You will build and scale technology platforms to support quantitative research and investment analysis processes.
Responsibilities
- Collaborate with product owners and quantitative teams to drive technology solutions for research-driven investment needs.
- Develop code libraries and large-scale distributed computing programs to generate analytics and user-friendly visualizations.
- Transition matured interim tools, applications, and data structures into production environments by producing technical specifications.
- Implement standards and tools for numerical library testing, code quality controls, and peer code reviews.

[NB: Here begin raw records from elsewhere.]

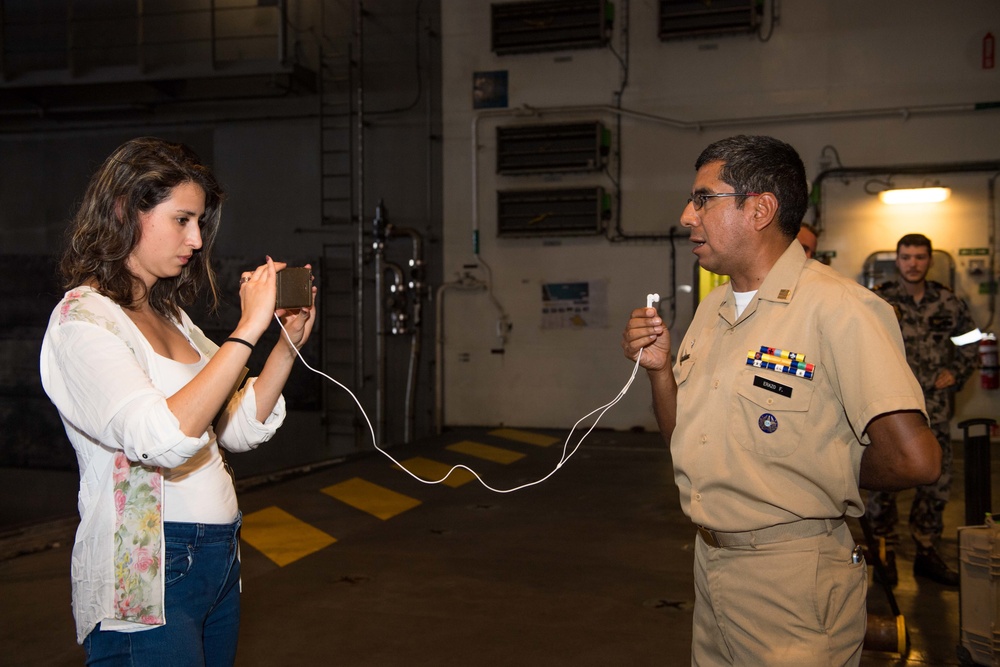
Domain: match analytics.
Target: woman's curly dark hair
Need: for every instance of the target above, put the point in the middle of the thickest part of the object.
(134, 179)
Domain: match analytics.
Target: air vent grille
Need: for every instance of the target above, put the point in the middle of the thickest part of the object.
(549, 25)
(552, 212)
(696, 18)
(562, 147)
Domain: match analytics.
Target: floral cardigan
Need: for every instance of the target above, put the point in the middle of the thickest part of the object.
(96, 368)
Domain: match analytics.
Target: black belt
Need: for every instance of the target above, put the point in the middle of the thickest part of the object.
(781, 533)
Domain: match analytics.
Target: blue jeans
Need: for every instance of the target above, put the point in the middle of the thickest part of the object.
(202, 604)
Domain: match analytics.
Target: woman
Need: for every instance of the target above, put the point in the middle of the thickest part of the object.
(147, 401)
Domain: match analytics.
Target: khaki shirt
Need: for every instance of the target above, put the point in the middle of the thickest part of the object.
(755, 447)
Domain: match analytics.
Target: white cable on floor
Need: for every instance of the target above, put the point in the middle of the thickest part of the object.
(563, 460)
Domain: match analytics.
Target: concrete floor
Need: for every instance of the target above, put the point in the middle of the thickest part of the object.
(591, 567)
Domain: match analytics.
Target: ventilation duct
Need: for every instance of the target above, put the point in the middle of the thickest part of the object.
(550, 25)
(552, 212)
(696, 18)
(556, 147)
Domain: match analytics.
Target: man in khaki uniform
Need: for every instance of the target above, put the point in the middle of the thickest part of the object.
(789, 393)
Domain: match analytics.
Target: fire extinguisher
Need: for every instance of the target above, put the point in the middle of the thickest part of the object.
(990, 366)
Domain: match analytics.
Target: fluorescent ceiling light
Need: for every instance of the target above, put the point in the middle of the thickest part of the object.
(914, 196)
(973, 336)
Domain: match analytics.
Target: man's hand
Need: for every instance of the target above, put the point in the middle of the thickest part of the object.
(645, 331)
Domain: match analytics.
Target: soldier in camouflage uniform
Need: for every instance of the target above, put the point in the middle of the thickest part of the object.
(929, 316)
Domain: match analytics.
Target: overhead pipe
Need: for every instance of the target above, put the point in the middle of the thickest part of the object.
(378, 248)
(416, 287)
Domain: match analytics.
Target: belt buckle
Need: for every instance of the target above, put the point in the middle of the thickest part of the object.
(709, 536)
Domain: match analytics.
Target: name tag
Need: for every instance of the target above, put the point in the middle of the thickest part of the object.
(771, 385)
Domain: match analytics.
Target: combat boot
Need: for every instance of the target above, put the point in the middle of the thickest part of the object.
(889, 568)
(929, 565)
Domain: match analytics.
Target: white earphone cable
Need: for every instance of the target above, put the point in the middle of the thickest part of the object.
(565, 456)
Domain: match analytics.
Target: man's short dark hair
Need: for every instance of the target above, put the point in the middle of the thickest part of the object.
(918, 240)
(763, 164)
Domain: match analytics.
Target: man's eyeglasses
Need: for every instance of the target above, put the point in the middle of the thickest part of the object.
(699, 199)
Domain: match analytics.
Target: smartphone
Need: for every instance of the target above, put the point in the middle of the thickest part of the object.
(294, 287)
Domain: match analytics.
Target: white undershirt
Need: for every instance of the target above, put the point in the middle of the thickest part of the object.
(742, 301)
(200, 490)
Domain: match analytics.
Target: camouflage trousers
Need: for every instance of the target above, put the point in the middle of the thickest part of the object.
(927, 510)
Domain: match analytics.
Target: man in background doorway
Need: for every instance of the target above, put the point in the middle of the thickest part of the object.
(809, 238)
(930, 316)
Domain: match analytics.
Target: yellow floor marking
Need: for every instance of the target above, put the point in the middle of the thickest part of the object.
(524, 436)
(281, 537)
(372, 498)
(487, 452)
(433, 471)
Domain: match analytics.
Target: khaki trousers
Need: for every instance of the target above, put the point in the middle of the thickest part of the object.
(798, 602)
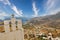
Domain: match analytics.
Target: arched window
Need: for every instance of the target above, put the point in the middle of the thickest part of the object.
(10, 26)
(16, 25)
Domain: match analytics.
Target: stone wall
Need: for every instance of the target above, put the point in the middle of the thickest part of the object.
(15, 35)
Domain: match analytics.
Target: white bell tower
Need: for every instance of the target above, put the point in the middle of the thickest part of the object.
(13, 22)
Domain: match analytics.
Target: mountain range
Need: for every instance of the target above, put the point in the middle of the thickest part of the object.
(47, 21)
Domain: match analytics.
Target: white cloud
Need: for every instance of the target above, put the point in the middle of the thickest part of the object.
(50, 7)
(19, 12)
(2, 15)
(6, 2)
(13, 7)
(35, 9)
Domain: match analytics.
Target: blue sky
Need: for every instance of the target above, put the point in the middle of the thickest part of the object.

- Design and deliver high-reliability, scalable proprietary models and algorithms.
Required Skills
- 12+ years of progressive experience in software engineering and quantitative analysis.

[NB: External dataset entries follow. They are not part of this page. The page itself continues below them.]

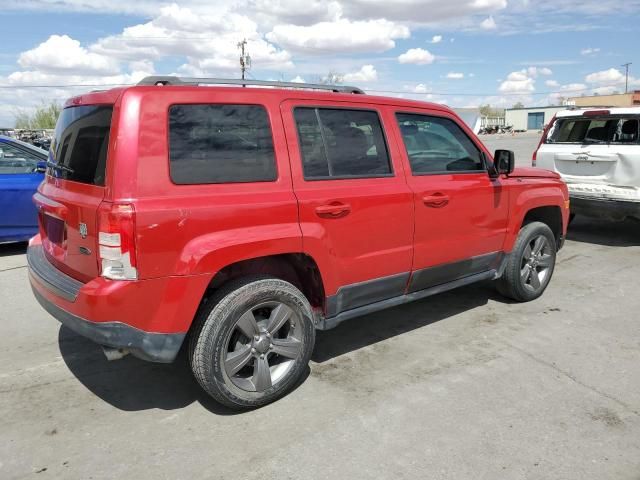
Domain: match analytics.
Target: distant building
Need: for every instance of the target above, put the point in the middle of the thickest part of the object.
(617, 100)
(531, 118)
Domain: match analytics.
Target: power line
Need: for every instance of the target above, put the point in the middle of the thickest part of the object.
(626, 79)
(245, 59)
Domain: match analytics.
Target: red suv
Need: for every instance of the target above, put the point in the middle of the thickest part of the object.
(244, 219)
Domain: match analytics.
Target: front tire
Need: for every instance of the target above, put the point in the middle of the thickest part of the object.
(252, 342)
(530, 265)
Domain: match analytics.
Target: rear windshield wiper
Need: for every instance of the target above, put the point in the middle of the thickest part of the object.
(57, 166)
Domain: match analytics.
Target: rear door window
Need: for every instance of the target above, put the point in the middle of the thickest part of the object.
(80, 144)
(220, 144)
(437, 145)
(341, 143)
(596, 130)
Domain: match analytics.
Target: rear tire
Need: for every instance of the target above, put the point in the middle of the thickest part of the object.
(252, 342)
(530, 264)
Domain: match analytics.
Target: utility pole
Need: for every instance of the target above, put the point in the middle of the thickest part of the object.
(626, 81)
(245, 59)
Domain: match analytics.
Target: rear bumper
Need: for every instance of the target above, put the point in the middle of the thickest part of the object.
(149, 318)
(604, 208)
(154, 347)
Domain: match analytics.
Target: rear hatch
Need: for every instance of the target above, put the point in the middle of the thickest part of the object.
(596, 153)
(73, 189)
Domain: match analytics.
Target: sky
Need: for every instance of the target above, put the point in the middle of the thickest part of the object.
(462, 53)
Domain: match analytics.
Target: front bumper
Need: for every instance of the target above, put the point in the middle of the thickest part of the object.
(604, 208)
(76, 304)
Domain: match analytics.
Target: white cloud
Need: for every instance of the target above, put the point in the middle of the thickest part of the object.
(611, 76)
(420, 11)
(339, 36)
(62, 54)
(540, 71)
(589, 51)
(488, 23)
(518, 82)
(606, 82)
(207, 42)
(294, 12)
(417, 56)
(366, 74)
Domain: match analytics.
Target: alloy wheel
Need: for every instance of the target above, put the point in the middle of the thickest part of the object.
(536, 263)
(263, 346)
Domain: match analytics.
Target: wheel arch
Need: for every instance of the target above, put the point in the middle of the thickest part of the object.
(537, 205)
(299, 269)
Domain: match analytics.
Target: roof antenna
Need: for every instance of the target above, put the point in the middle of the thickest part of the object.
(245, 59)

- Expert-level proficiency in Python and PySpark.
- Strong programming skills in R and Java.
- Advanced mathematical knowledge in statistics, time-series analysis, asset pricing theory, and algorithms.
- Experience analyzing large datasets using libraries such as Pandas, Polars, PySpark, or Cuml.
- Working knowledge of big data cloud platforms like Databricks.
- Solid understanding of tradable financial instruments, including securities and derivatives, and capital markets.
- Experience with real-time, batch, and orchestration architectures.
- Strong Test-Driven Development (TDD) practices.
- Advanced degree in Computer Science, Math, or Financial Engineering.
Preferred Skills
- Experience working directly with Product Owners to implement investment decision-making models.
- Familiarity with AWS environments.